Yesterday i went to Petco and bought a Beautiful HMPK!! At first i thought he was a Purple Butterfly, But now i know that he is a Purple Salamander! I have never seen a Betta of this color in person so i freaked out when i saw him! I just had to have him! He is really healthy and is doing good, he is just a bit stressed. He just needs some time to chill out. But i did get some good pictures of him while he was investigating his new tank! My new boy is also in need of a name! Any Name suggestions?
I plan to enter one of these pictures in the October Contest. Which one do you think i should enter?

On to the pictures! Sorry there big I tried to re-size them!


*In his Petco cup!*










*Acclimating!*










*Kissy Face!*










*In his tank!*










*More Pictures!*



















These two pictures i'm considering entering in the contest!




















Thank you for looking at my new betta!


----------



## BlueEyes (Jul 19, 2011)

He's so pretty! That's a pretty lucky find. 

Names? Hm.... you could do something regal. He looks very regal


----------



## betaguy (Sep 15, 2011)

List of names I like for him
-. Harmonica
-. Caruso
-. Bold Ruler
-.Rumple 
-. Cheiftan
-. The Prospector
-. Mr. Plum
-. Ben


----------



## betaguy (Sep 15, 2011)

^^ i like the last one the most, but the one above it is very good too.


----------



## betaguy (Sep 15, 2011)

sorry i am not just putting this in one post, but it seems most effective to get them doing something funny, since your new go look at august winner. Best picture i have ever seen.


----------



## tsukiowns (Sep 22, 2011)

Curioso- would be nice.. its curious in spanish
hey is very nice i dont like HMPK to much but he is a lovely boy.


----------



## adamxaotmic (Aug 24, 2011)

Mr. Plum for sure!
It was Mr. Plum. In the basement. With the candlestick!


----------



## LittleNibbles93 (Feb 7, 2011)

JEALOUSY. I HAS IT!

Such a pretty HMPK!!! You better hide him, I just might come and kidnap him!  He's so beautiful!!!

Its fun and so exciting when you find little treasures like him in petshops  <3 So preeettty!!!!

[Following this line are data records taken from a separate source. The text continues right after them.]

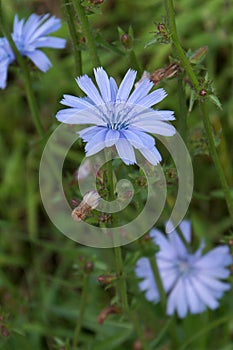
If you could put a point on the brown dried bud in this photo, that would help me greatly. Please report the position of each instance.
(137, 345)
(4, 331)
(126, 41)
(161, 27)
(96, 2)
(88, 267)
(106, 279)
(106, 311)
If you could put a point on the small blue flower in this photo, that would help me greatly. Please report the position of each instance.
(120, 119)
(29, 36)
(191, 281)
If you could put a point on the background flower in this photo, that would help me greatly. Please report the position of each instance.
(192, 281)
(29, 36)
(121, 119)
(6, 57)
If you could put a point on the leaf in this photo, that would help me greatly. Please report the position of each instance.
(114, 341)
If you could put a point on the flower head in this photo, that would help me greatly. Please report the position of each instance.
(29, 36)
(191, 281)
(120, 119)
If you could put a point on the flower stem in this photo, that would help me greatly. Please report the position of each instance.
(157, 277)
(87, 33)
(26, 76)
(82, 309)
(121, 282)
(205, 116)
(69, 13)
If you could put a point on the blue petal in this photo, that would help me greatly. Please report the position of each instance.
(125, 151)
(147, 115)
(156, 127)
(52, 42)
(96, 144)
(77, 116)
(76, 102)
(114, 89)
(87, 85)
(39, 59)
(138, 138)
(126, 86)
(152, 155)
(87, 134)
(102, 80)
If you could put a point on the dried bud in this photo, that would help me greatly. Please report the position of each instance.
(90, 201)
(96, 2)
(105, 312)
(161, 27)
(88, 267)
(106, 279)
(199, 55)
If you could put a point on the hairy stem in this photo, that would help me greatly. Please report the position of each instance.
(87, 33)
(69, 13)
(26, 76)
(185, 62)
(83, 303)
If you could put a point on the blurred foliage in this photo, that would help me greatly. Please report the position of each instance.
(41, 271)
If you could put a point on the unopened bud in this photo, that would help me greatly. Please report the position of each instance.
(90, 201)
(105, 312)
(96, 2)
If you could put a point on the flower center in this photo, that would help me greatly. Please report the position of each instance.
(117, 115)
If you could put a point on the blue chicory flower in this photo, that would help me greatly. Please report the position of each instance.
(120, 119)
(192, 282)
(29, 36)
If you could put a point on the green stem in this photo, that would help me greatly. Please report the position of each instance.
(122, 288)
(216, 159)
(121, 282)
(82, 309)
(176, 42)
(69, 12)
(182, 122)
(87, 33)
(138, 329)
(205, 116)
(157, 277)
(27, 79)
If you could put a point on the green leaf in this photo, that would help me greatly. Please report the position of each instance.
(114, 341)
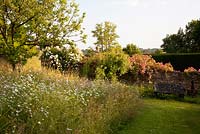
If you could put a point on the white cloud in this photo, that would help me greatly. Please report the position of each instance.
(132, 3)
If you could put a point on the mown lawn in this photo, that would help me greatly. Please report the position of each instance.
(165, 117)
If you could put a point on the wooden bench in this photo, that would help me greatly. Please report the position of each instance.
(169, 88)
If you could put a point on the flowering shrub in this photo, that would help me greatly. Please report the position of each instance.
(145, 66)
(61, 58)
(190, 69)
(34, 102)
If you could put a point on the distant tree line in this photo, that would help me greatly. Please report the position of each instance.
(187, 41)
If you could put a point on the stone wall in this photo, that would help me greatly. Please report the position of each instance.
(178, 77)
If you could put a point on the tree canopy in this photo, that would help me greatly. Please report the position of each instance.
(106, 35)
(131, 49)
(187, 41)
(25, 24)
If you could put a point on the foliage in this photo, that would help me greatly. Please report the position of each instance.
(179, 61)
(107, 65)
(164, 117)
(131, 49)
(63, 59)
(143, 66)
(106, 36)
(37, 102)
(190, 69)
(174, 43)
(184, 42)
(192, 34)
(25, 24)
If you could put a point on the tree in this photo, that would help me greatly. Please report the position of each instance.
(106, 36)
(192, 33)
(25, 24)
(174, 43)
(184, 42)
(131, 49)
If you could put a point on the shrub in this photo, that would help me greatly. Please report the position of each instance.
(190, 69)
(107, 65)
(62, 59)
(35, 102)
(143, 66)
(179, 61)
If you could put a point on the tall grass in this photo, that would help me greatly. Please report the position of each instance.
(47, 102)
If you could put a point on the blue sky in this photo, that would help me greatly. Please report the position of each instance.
(142, 22)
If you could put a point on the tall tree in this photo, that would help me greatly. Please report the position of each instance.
(192, 33)
(174, 43)
(25, 24)
(184, 42)
(106, 35)
(131, 49)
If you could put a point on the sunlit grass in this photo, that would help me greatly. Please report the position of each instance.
(38, 100)
(165, 117)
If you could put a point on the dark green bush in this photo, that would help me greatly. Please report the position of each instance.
(61, 58)
(180, 61)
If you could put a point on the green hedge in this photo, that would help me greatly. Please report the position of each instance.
(180, 61)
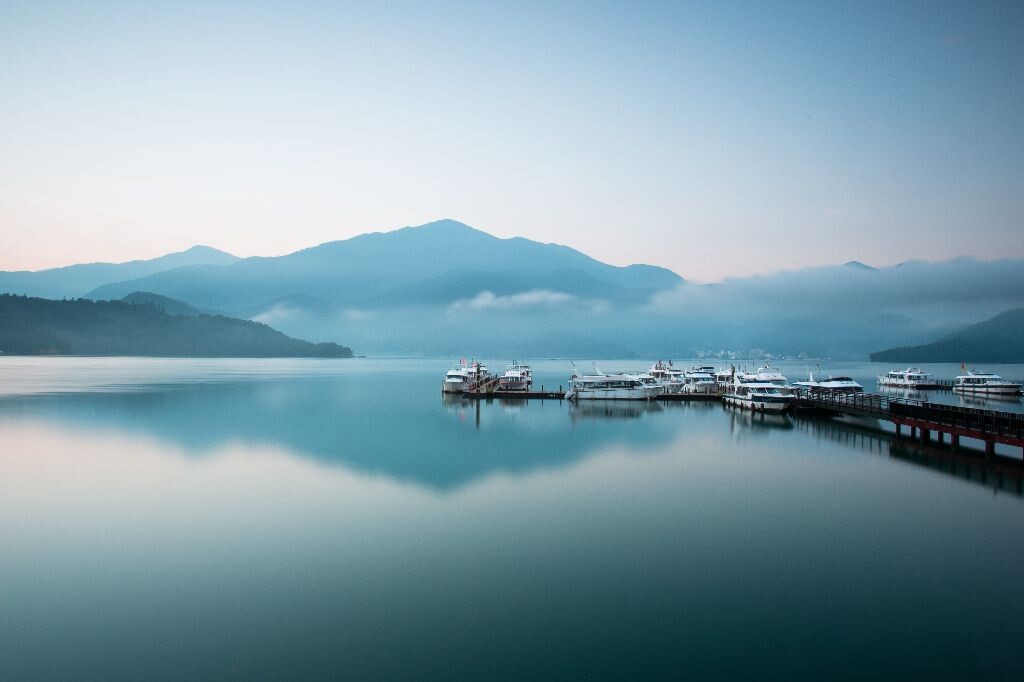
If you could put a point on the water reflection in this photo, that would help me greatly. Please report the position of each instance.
(347, 421)
(1000, 474)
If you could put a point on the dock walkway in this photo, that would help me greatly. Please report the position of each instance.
(989, 426)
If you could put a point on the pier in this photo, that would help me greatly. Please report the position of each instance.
(923, 419)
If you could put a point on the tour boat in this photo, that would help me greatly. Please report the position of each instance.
(671, 378)
(699, 380)
(602, 386)
(456, 381)
(514, 380)
(765, 390)
(832, 384)
(908, 378)
(521, 367)
(985, 382)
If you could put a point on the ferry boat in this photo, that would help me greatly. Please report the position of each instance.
(908, 378)
(612, 387)
(670, 377)
(699, 380)
(985, 383)
(514, 380)
(521, 367)
(765, 390)
(832, 384)
(456, 381)
(723, 378)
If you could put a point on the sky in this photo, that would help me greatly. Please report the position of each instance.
(715, 138)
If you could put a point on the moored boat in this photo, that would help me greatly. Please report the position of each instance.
(985, 383)
(765, 390)
(456, 381)
(600, 386)
(908, 378)
(514, 380)
(830, 384)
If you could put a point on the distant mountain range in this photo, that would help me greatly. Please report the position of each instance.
(437, 262)
(448, 289)
(77, 281)
(43, 327)
(997, 340)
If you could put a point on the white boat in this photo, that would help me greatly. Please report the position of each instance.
(765, 390)
(670, 377)
(830, 384)
(456, 381)
(985, 383)
(908, 378)
(602, 386)
(699, 380)
(723, 378)
(521, 367)
(514, 380)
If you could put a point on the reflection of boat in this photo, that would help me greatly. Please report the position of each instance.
(612, 410)
(760, 420)
(764, 390)
(909, 378)
(985, 383)
(986, 399)
(832, 384)
(612, 386)
(908, 393)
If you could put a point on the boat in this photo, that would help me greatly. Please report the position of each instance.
(670, 377)
(985, 383)
(830, 384)
(765, 390)
(908, 378)
(699, 380)
(600, 386)
(456, 381)
(522, 367)
(723, 378)
(514, 380)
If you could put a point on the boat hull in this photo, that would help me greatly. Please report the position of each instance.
(759, 402)
(1006, 389)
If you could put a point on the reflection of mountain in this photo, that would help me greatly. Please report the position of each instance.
(349, 422)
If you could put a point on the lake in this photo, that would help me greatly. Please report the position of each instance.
(315, 518)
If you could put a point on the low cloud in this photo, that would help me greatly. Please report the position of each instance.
(487, 300)
(276, 314)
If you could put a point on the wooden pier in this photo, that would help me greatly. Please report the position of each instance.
(923, 418)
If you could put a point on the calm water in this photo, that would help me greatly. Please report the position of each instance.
(189, 519)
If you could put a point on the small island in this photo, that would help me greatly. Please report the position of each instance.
(81, 327)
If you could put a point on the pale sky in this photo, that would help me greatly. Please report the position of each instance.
(713, 138)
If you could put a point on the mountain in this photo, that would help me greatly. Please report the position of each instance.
(380, 267)
(42, 327)
(997, 340)
(76, 281)
(168, 305)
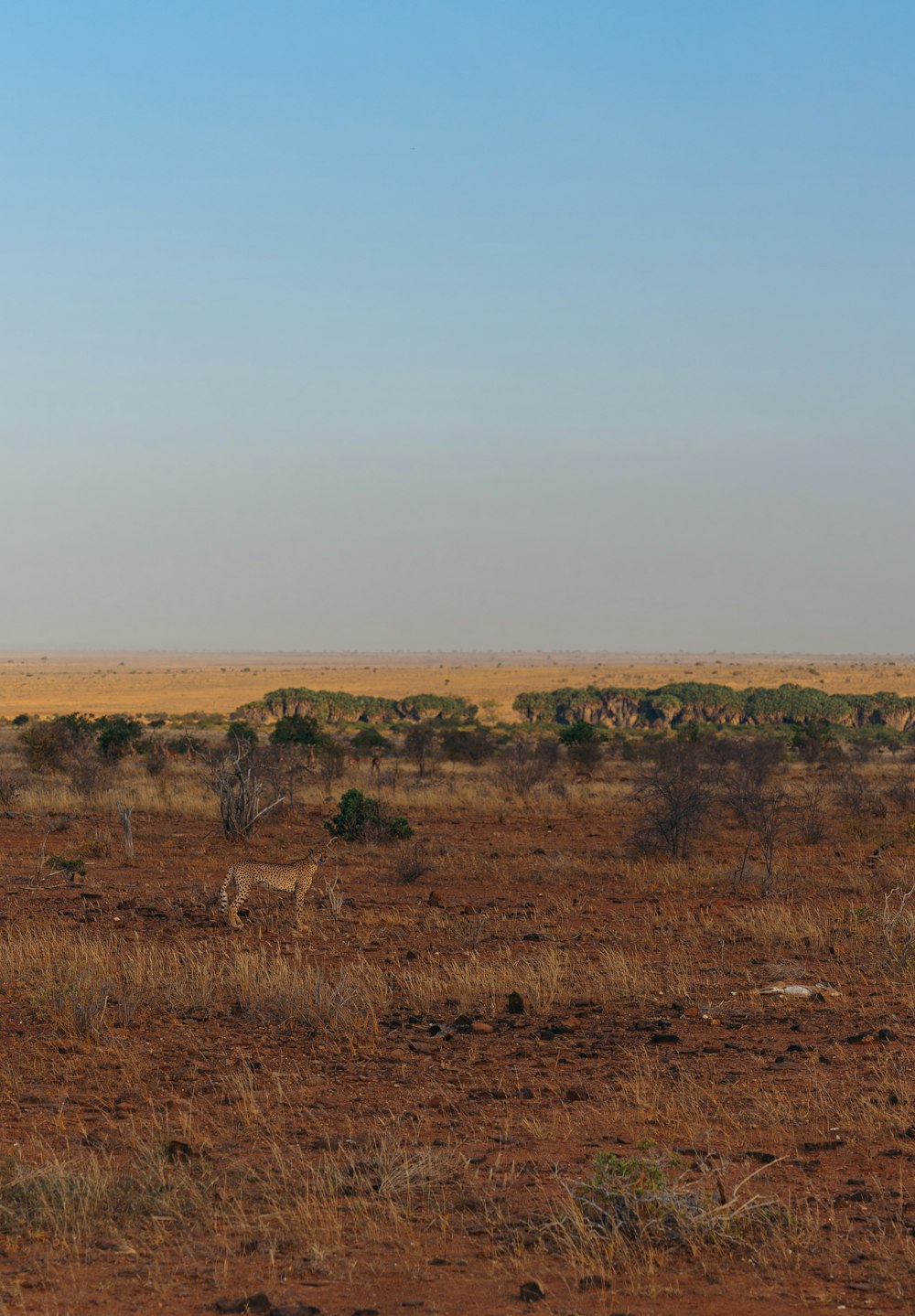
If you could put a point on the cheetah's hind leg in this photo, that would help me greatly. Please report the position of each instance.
(237, 900)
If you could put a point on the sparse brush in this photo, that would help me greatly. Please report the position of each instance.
(897, 923)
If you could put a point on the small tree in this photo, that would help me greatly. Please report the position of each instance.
(758, 791)
(239, 781)
(525, 764)
(360, 818)
(419, 744)
(675, 790)
(242, 733)
(296, 729)
(50, 746)
(117, 736)
(579, 733)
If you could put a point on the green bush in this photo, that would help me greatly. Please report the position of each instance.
(579, 733)
(296, 729)
(117, 736)
(361, 818)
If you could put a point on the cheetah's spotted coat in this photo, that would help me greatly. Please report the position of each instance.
(282, 877)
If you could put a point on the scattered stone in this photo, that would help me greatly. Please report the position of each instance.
(257, 1303)
(533, 1291)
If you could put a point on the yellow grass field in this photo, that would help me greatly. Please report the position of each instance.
(177, 683)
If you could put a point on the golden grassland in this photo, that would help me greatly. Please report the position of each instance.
(356, 1118)
(178, 683)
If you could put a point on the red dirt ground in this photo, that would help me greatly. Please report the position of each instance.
(519, 1108)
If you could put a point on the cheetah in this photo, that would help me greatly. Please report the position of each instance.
(282, 877)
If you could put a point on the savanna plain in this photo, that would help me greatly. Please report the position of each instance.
(624, 1025)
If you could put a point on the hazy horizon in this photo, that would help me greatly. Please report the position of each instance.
(407, 328)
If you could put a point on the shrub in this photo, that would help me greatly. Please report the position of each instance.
(468, 746)
(117, 736)
(675, 790)
(361, 818)
(579, 733)
(242, 734)
(50, 746)
(296, 729)
(368, 740)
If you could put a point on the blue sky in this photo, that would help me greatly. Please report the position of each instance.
(420, 326)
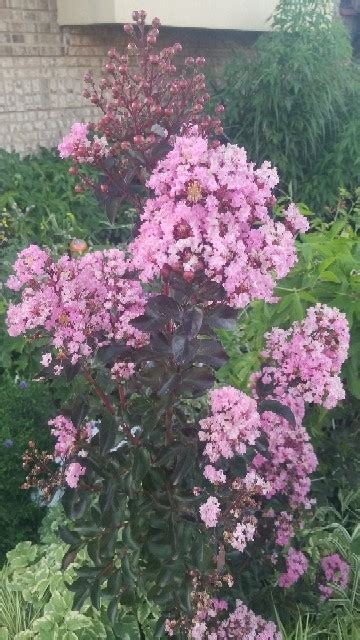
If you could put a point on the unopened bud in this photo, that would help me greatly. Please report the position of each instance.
(189, 276)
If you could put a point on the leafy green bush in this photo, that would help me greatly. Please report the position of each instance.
(38, 202)
(295, 100)
(35, 603)
(24, 410)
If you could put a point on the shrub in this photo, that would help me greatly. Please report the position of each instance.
(190, 501)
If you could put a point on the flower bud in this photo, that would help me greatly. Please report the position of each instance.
(189, 276)
(153, 59)
(78, 247)
(138, 140)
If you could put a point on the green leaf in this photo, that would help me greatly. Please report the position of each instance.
(68, 536)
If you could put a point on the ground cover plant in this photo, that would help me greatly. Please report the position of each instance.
(180, 491)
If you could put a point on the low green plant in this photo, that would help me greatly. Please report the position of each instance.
(35, 603)
(24, 409)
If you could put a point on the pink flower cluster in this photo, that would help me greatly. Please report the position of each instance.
(235, 425)
(336, 571)
(305, 360)
(80, 303)
(296, 565)
(302, 365)
(69, 442)
(243, 533)
(210, 213)
(77, 146)
(210, 511)
(232, 426)
(289, 461)
(284, 528)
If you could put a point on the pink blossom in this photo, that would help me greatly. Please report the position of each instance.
(70, 143)
(81, 304)
(30, 264)
(67, 435)
(210, 213)
(295, 220)
(245, 624)
(122, 370)
(284, 528)
(73, 473)
(210, 512)
(215, 476)
(243, 534)
(296, 565)
(232, 426)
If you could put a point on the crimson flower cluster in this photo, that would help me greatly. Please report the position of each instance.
(144, 102)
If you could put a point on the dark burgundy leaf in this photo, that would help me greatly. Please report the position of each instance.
(222, 317)
(192, 322)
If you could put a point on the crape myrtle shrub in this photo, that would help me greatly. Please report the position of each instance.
(295, 99)
(176, 486)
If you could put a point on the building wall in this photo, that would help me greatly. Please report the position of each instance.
(42, 66)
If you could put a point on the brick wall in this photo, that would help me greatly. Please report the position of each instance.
(42, 66)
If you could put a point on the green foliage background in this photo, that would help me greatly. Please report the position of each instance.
(294, 99)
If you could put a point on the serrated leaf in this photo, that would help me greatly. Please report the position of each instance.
(68, 536)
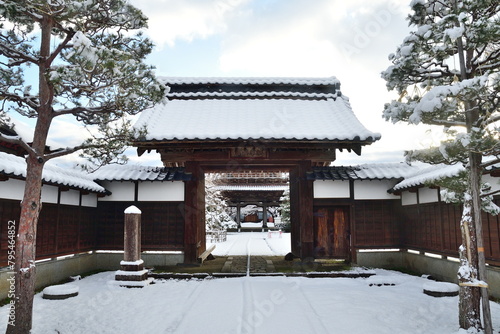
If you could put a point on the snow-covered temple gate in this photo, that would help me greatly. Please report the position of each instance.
(234, 124)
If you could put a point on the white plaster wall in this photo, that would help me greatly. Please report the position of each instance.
(89, 200)
(12, 189)
(331, 189)
(428, 195)
(408, 198)
(161, 191)
(121, 191)
(373, 189)
(49, 194)
(70, 197)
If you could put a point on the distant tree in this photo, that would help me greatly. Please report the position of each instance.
(447, 74)
(89, 65)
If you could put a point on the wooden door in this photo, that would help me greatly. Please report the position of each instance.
(331, 232)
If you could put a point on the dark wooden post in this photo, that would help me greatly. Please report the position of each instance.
(238, 216)
(194, 213)
(306, 210)
(264, 217)
(301, 211)
(132, 235)
(132, 273)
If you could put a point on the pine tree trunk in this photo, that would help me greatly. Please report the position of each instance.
(469, 297)
(475, 182)
(25, 271)
(26, 251)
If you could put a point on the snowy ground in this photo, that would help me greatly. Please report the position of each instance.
(251, 304)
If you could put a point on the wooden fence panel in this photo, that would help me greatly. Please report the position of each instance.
(162, 225)
(377, 223)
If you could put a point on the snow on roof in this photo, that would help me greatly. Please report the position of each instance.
(429, 174)
(254, 119)
(386, 170)
(373, 171)
(249, 80)
(139, 173)
(248, 187)
(252, 94)
(12, 165)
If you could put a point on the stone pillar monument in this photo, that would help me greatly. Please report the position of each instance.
(132, 273)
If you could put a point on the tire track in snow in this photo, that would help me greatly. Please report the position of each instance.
(245, 326)
(245, 321)
(312, 316)
(180, 318)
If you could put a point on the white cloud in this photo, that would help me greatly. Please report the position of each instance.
(171, 20)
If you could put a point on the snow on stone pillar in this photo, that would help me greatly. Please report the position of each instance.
(132, 273)
(132, 235)
(238, 216)
(264, 217)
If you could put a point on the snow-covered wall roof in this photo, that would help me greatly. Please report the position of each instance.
(12, 165)
(250, 80)
(279, 119)
(429, 174)
(139, 173)
(373, 171)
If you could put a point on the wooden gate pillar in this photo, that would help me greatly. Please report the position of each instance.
(194, 213)
(301, 211)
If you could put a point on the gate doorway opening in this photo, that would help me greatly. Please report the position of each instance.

Okay, I'm done freaking out now. =D


----------



## sorrelhorse1 (Aug 12, 2011)

adamxaotmic said:


> Mr. Plum for sure!
> It was Mr. Plum. In the basement. With the candlestick!


+1 For sure!! Lol


----------



## Foisair (Aug 3, 2011)

He looks very much like my new guy Merlin. I'll have to put some pics up on here so you can see. He's very pretty. Congrats!
*runs off to find/take pictures*


----------



## PetchDiamond (Oct 8, 2011)

I'm from Thailand and judging by the white colored-line on his tail and fins,
I'd classify him as Salamander BUTTERFLY HMPK. I believe that's what they'd call him in Thailand. (not sure though. I'm new for Bettas too)


----------



## cajunamy (Apr 28, 2011)

He's so pretty! I love the deep purple salamanders  I have a spawn growing out right now in fact


----------



## cjayBetta (Jan 18, 2011)

OMG looove


----------



## betta lover1507 (Aug 6, 2011)

he is so pretty, i have a salamander HMPK too am not sure if he is red or blue cause he has a blue body with red fins, and of course white tipped fins


----------



## Pitluvs (Jun 22, 2011)

I would have bought him in a heartbeat! I like Ben too, simple but strong. My purple/maroon boy is Ben


----------



## ArcticRain (Aug 11, 2011)

Thank You Everyone!! 
I think i am going to name him Mr. Plum! I have also decided to enter the picture of him flaring in the contest! 
Thanks again!


----------



## SassyBetta (Aug 1, 2011)

lol professor plum !!!


----------



## Bellus Bellator (Oct 9, 2011)

> Mr. Plum for sure!
> It was Mr. Plum. In the basement. With the candlestick!


^Agree


----------



## Noemi (Jul 9, 2011)

very very beautiful  and Mr. Plum is a perfect name


----------



## FuulieQ (Jan 10, 2010)

Hey! He must be from the same line as my salamander HMPK boy from the same place. Looks like they've cleaned up their line a little - my guy has heavier iridescence and some white splotches. I do love salamander coloration, though.


----------



## purplemuffin (Aug 12, 2010)

Oh he's like a twin to my little guy!


----------



## betaguy (Sep 15, 2011)

HAPPY someone decided to go with one of my names.
i keep suggesting them on others threads and they arent acknowledged, so im happy u liked mr.plum


----------